ガンバ大阪でも2015年にJ1デビューしたばかりの頃はボランチの先輩である遠藤保仁、今野泰幸をリスペクトしすぎる嫌いがあったが、今では自分が主役という雰囲気を色濃く出せるようになっている。それも日々の積み重ねの成果に他ならない。

 日本代表でも同様で、初招集された昨年11月のオマーン(カシマ)・サウジアラビア(埼玉)2連戦の頃はついていくのに精一杯。本人も今年6月の2度目の招集時に「前回はホントにすごくレベルの差っていうのを感じた。悔しい思いもしました」と力不足だった自分を述懐していた。それでも1戦1戦をこなすたびにプレーの幅が増え、ダイナミックさが増している。そうやって急成長できるのが若い選手の強み。「最初よりはできるというのは分かったので、次はもっともっと求めて、要求してというのをやれば、もっとよくなる」と今は高みを目指す欲が一段と強くなっている。
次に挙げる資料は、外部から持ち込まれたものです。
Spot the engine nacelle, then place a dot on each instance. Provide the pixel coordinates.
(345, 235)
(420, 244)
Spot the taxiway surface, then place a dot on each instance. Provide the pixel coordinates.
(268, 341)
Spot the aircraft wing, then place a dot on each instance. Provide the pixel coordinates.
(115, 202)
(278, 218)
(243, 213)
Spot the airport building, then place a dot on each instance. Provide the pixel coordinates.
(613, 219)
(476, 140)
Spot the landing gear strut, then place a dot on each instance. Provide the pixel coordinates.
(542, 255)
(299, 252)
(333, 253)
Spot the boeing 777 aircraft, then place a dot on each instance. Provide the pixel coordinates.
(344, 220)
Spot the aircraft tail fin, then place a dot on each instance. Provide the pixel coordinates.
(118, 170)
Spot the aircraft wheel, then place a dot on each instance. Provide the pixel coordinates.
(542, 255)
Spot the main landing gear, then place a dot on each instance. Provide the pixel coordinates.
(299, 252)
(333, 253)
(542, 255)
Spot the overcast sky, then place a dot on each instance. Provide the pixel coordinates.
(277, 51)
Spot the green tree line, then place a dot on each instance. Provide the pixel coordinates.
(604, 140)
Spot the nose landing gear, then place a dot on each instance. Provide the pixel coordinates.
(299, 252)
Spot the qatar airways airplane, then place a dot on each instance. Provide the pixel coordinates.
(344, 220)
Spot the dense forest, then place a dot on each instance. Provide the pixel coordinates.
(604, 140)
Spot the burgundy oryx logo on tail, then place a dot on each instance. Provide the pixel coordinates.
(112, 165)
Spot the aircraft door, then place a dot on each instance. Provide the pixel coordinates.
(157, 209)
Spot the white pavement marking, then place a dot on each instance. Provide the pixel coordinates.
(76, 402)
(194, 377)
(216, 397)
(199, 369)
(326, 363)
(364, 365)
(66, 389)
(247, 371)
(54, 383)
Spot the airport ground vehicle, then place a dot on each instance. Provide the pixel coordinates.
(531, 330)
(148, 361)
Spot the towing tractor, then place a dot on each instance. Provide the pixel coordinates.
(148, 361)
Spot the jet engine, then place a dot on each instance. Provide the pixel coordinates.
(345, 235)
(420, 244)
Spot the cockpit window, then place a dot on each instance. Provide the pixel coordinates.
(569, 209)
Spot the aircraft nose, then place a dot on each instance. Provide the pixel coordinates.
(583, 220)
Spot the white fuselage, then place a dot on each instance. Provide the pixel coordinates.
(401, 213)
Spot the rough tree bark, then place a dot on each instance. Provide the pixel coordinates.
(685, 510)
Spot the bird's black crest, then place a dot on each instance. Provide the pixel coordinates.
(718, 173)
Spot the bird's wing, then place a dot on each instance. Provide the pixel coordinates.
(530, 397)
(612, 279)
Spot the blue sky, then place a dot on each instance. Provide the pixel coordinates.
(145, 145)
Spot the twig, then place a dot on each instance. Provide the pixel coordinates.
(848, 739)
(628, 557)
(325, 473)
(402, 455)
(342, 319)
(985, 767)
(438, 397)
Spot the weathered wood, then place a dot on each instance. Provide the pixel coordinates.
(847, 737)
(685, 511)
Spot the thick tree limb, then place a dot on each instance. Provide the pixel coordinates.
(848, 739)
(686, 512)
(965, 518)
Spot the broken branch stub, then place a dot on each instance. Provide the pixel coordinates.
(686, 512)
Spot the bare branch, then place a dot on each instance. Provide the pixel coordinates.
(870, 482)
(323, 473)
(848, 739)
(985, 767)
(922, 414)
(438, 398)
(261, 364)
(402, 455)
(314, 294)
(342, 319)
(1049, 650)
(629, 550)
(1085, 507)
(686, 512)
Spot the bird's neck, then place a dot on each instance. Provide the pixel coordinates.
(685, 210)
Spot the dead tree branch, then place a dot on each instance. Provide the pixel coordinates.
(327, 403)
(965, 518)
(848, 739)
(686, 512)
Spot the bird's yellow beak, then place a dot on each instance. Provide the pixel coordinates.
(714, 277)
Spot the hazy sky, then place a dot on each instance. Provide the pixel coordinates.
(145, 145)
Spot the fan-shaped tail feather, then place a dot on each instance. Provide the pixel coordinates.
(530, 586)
 中田英寿が98年フランス大会前後の1年間で一気に世界へと駆け上がったように、井手口もそれ以上の成長曲線を辿れるはず。ニュージーランド戦で山口・香川とのトライアングルを機能させ、1カ月前のオーストラリア戦を上回るパフォーマンスで見る者の度肝を抜いてくれれば、これ以上心強いことはない。